Potok Babica w Bochni został wykoszony, będzie też udrożniony. Jednak nie na całym odcinku. Zdaniem władz takie zaniechanie może spowodować wystąpienie strumienia z brzegów jego dolnym biegu.
Miasto może udrożnić koryto Babicy tylko na górnym odcinku, bo od ul. Wygoda strumieniem administruje Zarząd Melioracji Wodnych w Krakowie. A ten nie ma pieniędzy na takie roboty w Bochni. Mamy istotny problem z odcinkiem Babicy poniżej przejazdu kolejowego na Wygodzie. Ponieważ ten odcinek jest w zarządzie Zarządu Melioracji i Urządzeń Wodnych, monitujemy o uporządkowanie tego terenu, oczyszczenie koryta Babicy i wykoszenie skarp.
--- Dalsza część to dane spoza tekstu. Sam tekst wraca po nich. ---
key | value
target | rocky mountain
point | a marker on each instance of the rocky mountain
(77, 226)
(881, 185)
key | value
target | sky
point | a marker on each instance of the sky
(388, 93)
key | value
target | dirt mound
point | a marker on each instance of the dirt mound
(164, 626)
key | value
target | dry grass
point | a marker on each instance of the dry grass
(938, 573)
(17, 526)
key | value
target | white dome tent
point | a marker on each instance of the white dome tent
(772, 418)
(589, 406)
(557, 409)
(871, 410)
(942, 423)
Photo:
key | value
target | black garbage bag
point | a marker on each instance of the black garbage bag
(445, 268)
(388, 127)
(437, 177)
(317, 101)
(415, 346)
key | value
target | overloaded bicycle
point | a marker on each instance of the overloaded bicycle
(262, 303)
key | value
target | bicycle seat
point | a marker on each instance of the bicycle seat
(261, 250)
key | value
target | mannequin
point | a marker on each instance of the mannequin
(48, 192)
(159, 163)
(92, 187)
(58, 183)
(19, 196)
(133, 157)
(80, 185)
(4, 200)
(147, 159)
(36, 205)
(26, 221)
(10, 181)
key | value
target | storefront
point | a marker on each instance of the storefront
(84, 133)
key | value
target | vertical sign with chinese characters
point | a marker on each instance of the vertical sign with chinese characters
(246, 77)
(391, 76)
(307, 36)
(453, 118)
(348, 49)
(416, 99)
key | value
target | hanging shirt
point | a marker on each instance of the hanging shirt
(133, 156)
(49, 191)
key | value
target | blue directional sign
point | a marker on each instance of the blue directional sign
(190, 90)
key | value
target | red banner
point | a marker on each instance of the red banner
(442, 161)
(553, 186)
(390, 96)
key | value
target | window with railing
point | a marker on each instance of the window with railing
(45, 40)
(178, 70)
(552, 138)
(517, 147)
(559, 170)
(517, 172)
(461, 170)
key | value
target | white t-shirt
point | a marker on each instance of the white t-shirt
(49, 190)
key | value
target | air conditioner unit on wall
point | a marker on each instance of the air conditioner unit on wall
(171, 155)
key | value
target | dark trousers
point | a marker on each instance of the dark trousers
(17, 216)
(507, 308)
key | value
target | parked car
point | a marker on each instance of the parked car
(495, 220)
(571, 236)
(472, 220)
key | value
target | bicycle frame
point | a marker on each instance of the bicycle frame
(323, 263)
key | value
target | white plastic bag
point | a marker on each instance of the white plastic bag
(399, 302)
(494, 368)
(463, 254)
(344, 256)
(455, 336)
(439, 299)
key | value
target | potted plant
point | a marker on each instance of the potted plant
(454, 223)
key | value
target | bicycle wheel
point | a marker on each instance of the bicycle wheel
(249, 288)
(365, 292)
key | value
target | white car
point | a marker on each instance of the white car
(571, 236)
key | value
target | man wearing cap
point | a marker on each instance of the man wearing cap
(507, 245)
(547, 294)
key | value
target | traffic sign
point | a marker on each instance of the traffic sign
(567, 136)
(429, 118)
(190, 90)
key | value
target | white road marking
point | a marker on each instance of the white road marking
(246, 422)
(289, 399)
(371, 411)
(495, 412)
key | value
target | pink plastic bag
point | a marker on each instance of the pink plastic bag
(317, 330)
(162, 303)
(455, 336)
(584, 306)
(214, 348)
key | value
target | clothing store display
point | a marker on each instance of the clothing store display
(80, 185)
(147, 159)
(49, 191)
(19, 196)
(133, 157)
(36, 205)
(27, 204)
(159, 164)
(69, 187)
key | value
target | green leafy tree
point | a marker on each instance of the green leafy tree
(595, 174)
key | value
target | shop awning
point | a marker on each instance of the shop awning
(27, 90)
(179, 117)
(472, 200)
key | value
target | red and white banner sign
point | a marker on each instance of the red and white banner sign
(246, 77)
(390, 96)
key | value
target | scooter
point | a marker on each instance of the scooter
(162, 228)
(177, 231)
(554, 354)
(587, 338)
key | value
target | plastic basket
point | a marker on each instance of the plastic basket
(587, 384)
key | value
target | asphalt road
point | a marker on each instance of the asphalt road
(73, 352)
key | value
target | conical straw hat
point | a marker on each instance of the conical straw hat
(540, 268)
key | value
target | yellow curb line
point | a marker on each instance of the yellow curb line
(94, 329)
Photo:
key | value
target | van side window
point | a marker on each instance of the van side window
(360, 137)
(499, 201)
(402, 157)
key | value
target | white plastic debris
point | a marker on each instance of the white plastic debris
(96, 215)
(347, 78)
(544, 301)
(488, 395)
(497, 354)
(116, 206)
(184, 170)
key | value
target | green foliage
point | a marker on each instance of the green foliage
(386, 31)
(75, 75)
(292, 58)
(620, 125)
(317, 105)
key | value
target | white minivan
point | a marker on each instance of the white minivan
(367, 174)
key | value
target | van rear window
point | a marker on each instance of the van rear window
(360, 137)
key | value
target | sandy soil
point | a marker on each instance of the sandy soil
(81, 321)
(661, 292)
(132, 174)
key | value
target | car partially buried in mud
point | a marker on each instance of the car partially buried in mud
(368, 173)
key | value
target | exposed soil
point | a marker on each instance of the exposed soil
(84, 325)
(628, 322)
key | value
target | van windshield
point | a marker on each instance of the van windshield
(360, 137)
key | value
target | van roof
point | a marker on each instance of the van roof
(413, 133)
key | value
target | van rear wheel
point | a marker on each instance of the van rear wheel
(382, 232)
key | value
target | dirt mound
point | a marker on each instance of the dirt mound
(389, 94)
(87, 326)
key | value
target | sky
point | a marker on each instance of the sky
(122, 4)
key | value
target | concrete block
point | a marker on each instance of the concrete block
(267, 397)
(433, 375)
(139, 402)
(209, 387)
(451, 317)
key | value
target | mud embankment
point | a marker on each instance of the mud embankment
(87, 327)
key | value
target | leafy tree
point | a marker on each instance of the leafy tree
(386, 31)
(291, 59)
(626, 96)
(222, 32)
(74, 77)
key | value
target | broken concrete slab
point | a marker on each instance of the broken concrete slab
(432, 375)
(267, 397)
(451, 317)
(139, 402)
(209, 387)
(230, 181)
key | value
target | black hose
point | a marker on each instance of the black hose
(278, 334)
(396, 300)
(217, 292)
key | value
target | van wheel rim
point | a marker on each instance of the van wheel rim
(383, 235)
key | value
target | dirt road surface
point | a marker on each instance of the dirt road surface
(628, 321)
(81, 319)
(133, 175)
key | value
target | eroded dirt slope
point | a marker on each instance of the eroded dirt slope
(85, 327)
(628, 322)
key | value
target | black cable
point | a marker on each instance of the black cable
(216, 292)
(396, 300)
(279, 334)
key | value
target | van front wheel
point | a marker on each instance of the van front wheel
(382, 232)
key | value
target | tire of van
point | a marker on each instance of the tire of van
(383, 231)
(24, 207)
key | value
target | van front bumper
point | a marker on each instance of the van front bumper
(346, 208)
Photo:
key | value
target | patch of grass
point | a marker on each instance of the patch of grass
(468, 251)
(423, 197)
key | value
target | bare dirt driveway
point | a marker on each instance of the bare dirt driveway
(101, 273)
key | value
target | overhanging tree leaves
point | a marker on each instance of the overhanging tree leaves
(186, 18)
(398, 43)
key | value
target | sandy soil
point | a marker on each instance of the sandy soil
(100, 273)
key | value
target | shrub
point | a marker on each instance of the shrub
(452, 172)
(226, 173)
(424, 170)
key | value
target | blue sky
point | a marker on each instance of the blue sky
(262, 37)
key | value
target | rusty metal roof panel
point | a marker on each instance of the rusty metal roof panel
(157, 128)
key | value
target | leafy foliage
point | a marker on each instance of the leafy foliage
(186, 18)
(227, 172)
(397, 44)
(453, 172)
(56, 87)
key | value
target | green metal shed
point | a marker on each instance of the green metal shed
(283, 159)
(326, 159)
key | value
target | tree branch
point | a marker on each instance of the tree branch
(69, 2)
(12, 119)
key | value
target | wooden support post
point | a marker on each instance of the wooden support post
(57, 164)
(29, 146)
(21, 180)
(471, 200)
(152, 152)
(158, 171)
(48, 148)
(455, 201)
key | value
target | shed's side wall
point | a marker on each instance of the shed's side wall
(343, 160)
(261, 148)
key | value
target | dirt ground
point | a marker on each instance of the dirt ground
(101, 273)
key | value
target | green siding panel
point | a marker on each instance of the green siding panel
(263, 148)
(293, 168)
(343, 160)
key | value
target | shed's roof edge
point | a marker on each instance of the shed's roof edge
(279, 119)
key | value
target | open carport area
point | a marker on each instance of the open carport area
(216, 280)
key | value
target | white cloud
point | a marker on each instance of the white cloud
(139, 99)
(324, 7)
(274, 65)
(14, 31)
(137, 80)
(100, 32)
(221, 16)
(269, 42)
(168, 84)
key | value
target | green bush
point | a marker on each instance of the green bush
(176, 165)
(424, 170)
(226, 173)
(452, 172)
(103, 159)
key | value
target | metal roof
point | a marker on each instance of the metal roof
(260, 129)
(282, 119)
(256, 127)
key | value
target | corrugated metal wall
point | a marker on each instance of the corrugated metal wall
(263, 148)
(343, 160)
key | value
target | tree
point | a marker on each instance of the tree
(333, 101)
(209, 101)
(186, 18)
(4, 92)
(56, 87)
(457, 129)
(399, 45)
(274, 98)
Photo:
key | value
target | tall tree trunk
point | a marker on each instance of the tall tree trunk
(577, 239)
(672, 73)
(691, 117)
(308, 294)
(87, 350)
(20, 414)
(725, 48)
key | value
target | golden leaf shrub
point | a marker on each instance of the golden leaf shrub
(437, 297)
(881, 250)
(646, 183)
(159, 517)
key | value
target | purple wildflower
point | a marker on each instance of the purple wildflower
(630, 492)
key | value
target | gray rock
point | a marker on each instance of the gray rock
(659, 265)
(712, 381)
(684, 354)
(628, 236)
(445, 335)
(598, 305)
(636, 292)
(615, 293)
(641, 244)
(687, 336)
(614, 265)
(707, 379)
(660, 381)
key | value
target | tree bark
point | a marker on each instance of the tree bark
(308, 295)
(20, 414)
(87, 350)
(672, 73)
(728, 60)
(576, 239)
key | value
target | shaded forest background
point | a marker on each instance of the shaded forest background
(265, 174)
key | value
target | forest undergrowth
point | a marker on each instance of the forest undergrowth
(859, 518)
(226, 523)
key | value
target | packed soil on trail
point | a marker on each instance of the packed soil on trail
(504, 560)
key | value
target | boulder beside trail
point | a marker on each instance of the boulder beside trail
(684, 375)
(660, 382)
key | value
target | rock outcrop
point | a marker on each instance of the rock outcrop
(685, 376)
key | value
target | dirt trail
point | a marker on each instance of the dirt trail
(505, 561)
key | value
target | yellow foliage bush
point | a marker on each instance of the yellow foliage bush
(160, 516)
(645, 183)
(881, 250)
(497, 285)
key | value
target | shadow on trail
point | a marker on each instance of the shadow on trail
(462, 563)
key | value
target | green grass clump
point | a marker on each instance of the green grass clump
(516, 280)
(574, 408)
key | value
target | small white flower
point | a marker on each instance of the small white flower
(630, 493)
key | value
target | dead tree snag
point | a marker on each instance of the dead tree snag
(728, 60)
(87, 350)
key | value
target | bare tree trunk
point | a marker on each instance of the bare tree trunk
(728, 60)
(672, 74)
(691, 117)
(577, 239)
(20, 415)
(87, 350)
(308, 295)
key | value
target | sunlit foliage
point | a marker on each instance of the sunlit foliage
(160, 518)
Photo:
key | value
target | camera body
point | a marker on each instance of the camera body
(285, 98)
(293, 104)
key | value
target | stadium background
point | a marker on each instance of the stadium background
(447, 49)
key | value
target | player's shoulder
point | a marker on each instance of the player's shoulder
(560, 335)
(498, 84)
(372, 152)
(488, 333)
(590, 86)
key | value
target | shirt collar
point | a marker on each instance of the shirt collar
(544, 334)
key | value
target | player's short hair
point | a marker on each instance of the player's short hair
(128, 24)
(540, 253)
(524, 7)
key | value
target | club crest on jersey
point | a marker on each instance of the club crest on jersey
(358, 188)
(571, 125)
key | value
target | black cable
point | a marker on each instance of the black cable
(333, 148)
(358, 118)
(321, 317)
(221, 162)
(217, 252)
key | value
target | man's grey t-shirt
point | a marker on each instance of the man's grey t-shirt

Kilka razy już występowaliśmy w tej sprawie do Melioracji i kilka razy otrzymywaliśmy odpowiedź, że nie ma pieniędzy na wykonanie tych prac – mówi Tomasz Przybyło, zastępca burmistrza Bochni.
Jego zdaniem, w razie ulewy może dojść do podtopień. Zaniechanie w tym względzie i zaniedbanie koryta potoku może powodować określone konsekwencje. W takich dniach, jak obecnie, gdy temperatury są wysokie, Babica niesie ze sobą niewiele wody. Natomiast ze względu na ukształtowanie Bochni, gdzie są duże spadki terenu, są wzgórza, pagórki, woda spływająca z pochyłości trafia w dużej mierze właśnie do Babicy i poziom wody w przypadku ulewnych deszczy wzrasta gwałtownie – dodaje wiceburmistrz.
Ostatnio potok Babica wystąpił z brzegów w 2010 r. powodując podtopienia w północnej części Bochni.